Meet "The Firefoxes"
Yesterday Mike Connor came to speak to my class on open source and Mozilla development. Not to be outdone by that other Mike, he brought “Lucy” and their son Gryphon. Who says Mozilla isn’t fun for the whole family? Mike did a great job of illuminating the life-cycle of a bug. He went through the process in great detail, moving through bug reporting and triage, showed students how to “take” a bug, demonstrated how patches and patch review work, etc. It was a fantastic inside look at something Mike does automatically without thinking.
A couple of moments stood out for me. First, Mike took a few minutes to scroll through his reviewer-mail (yes, it took that long). I don’t think my students always understand why their email to these guys goes unanswered for so long—there’s a lot of bugmail to sift through. Mike also spent some time doing a review in the class. It was for a bug in C++, and the fix involved removing 10 lines and adding 2. Mike told the class that 90% of the reviews he does are 25 lines of code or less.

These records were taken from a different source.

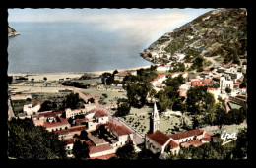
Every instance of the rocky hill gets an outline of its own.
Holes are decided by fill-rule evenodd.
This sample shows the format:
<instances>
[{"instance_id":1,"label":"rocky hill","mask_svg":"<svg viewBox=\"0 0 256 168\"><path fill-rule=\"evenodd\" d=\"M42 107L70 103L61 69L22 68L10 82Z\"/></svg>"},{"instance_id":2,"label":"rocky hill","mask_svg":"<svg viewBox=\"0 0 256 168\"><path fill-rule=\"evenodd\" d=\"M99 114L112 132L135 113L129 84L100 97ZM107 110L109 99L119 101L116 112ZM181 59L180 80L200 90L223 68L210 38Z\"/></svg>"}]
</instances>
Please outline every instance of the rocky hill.
<instances>
[{"instance_id":1,"label":"rocky hill","mask_svg":"<svg viewBox=\"0 0 256 168\"><path fill-rule=\"evenodd\" d=\"M8 26L8 37L16 35L19 35L19 32L17 32L14 28Z\"/></svg>"},{"instance_id":2,"label":"rocky hill","mask_svg":"<svg viewBox=\"0 0 256 168\"><path fill-rule=\"evenodd\" d=\"M177 57L193 61L198 56L215 56L219 62L239 63L240 59L247 56L246 16L246 9L207 12L172 32L165 33L145 49L141 56L161 64Z\"/></svg>"}]
</instances>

Mike also spent some time discussing how bugs get nominated and how and who decides when to mark one as WONTFIX. This got us into a discussion of the recent Debian/Firefox situation, and it was interesting to get Mike’s perspective and insights.
We did have one bizarre glitch though. For all the lectures we’ve been using Snap Z Pro X to do screencasts of the demos given during the class. The trial version works quite well...usually. So far all the other speakers have had no trouble getting it rendered down; however, at the end of the rendering process for Mike, he had 400+M of file, and 1 second of video when you play it! Mike, you should file a bug on that :) Hopefully he’ll figure out what his Mac has done so I can share it with you.
The only thing he didn’t have time for was a question I've got from some students about how to fix bug 95849. Maybe I’ll put it on the exam instead.